[CHAP. X.]
A conspiracy punished.—The corps of strelitzes abolished, alterations in customs, manners, church, and state.
Czar Peter, when he left his dominions to set out on his travels, had provided against every incident, even that of rebellion. But the great and serviceable things he had done for his country, proved the very cause of this rebellion.
Certain old boyards, to whom the ancient customs were still dear, and some priests, to whom the new ones appeared little better than sacrilege, began these disturbances, and the old faction of the princess Sophia took this opportunity to rouse itself anew. It is said, that one of her sisters, who was confined to the same monastery, contributed not a little to excite these seditions. Care was taken to spread abroad the danger to be feared from the introduction of foreigners to instruct the nation. In short, who would believe, that[49] the permission which the czar had given to import tobacco into his empire, contrary to the inclination of the clergy, was one of the chief motives of the insurrection? Superstition, the scourge of every country, yet the darling of the multitude, spread itself from the common people to the strelitzes, who had been scattered on the frontiers of Lithuania: they assembled in a body, and marched towards Moscow, with the intent to place the princess Sophia on the throne, and for ever to prevent the return of a czar who had violated the established customs,[50] by presuming to travel for instruction among foreigners. The forces commanded by Schein and Gordon, who were much better disciplined than the strelitzes, met them fifteen leagues from Moscow, gave them battle, and entirely defeated them: but this advantage, gained by a foreign general over the ancient militia, among whom were several of the burghers of Moscow, contributed still more to irritate the people.

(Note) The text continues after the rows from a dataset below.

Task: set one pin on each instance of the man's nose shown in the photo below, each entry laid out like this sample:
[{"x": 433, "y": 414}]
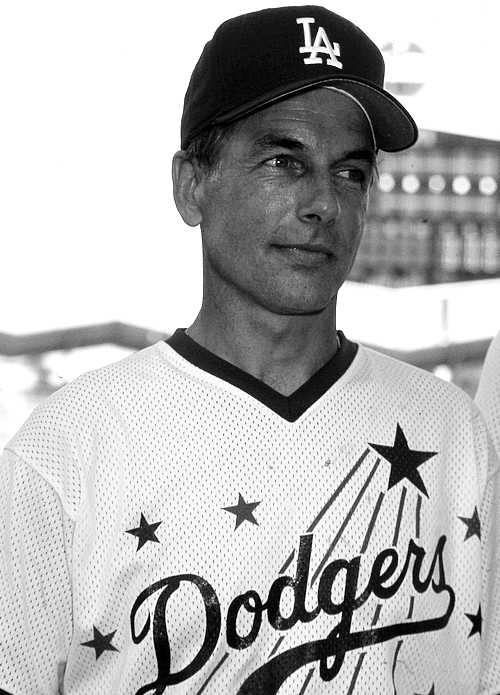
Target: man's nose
[{"x": 319, "y": 201}]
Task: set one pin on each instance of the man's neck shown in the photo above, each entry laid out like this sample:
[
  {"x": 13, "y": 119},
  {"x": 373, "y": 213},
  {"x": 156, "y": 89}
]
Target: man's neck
[{"x": 282, "y": 351}]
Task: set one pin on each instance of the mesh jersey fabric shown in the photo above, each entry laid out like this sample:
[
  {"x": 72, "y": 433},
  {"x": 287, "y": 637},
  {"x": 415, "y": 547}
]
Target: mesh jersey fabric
[
  {"x": 166, "y": 531},
  {"x": 488, "y": 391}
]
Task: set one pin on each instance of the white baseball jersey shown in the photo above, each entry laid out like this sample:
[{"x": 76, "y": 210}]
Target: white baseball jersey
[
  {"x": 488, "y": 392},
  {"x": 172, "y": 525}
]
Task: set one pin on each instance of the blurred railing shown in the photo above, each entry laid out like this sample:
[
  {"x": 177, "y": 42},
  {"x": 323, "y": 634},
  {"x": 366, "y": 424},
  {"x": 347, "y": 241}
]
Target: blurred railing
[{"x": 136, "y": 338}]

To quell these tumults, the czar sets out privately from Vienna, passes through Poland, has a private interview with Augustus, concerts measures with that prince for extending the Russian dominions on the side of the Baltic, and at length arrived at Moscow, where he surprised every one with his presence: he then confers rewards on the troops who had defeated the strelitzes, (Sept. 1698,) of whom the prisons were now full. If the crimes of these unhappy wretches were great, their punishment was no less so. Their leaders, with several of their officers and priests, were condemned to death; some were broken upon the wheel,[51] and two women were buried alive; upwards of two thousand of the strelitzes were executed, part of whom were hung round about the walls of the city, and others put to death in different manners, and their dead bodies remained exposed for two days in the high roads,[52] particularly about the monastery where the princesses Sophia and Eudocia resided.[53] Monuments of stone were erected, on which their crimes and punishments were set forth. A great number of them who had wives and children at Moscow, were dispersed with their families into Siberia, the kingdom of Astracan, and the country of Azoph. This punishment was at least of service to the state, as they helped to cultivate and people a large tract of waste land.
Perhaps, if the czar had not found it absolutely necessary to make such terrible examples, he might have employed part of those strelitzes whom he put to death, upon the public works; whereas they were now lost both to him and the state: the lives of men ought to be held in great estimation, especially in a country where the increase of inhabitants ought to have been the principal care of the legislature: but he thought it necessary to terrify and break the spirit of the nation by executions, and the parade attending them. The entire corps of the strelitzes, whose number not one of his predecessors had even dared to think of diminishing, was broke for ever, and their very name abolished. This change was effected without any resistance, because matters had been properly prepared beforehand. The Turkish sultan, Osman, as I have already remarked, was deposed and murdered in the same century, only for giving the janissaries room to suspect that he intended to lessen their number. Peter had better success, because he had taken better measures.
Of this powerful and numerous body of the strelitzes, he left only two feeble regiments, from whom there could no longer be any danger; and yet these still retaining their old spirit of mutiny, revolted again in Astracan, in the year 1705, but were quickly suppressed.
But while we are relating Peter's severity in this affair of state, let us not forget to commemorate the more than equal humanity he shewed some time afterwards, when he lost his favourite Le Fort, who was snatched away by an untimely fate, March 12, N. S. 1699, at the age of 46. He paid him the same funeral honours as are bestowed on the greatest sovereigns, and assisted himself in the procession, carrying a pike in his hand, and marching after the captains, in the rank of a lieutenant, which he held in the deceased general's regiment, hereby setting an example to his nobles, of the respect due to merit and the military rank.
After the death of Le Fort, it appeared plainly, that the changes in the state were not owing to that general, but to the czar himself. Peter had indeed been confirmed in his design by his several conversations with Le Fort; but he had formed and executed them all without his assistance.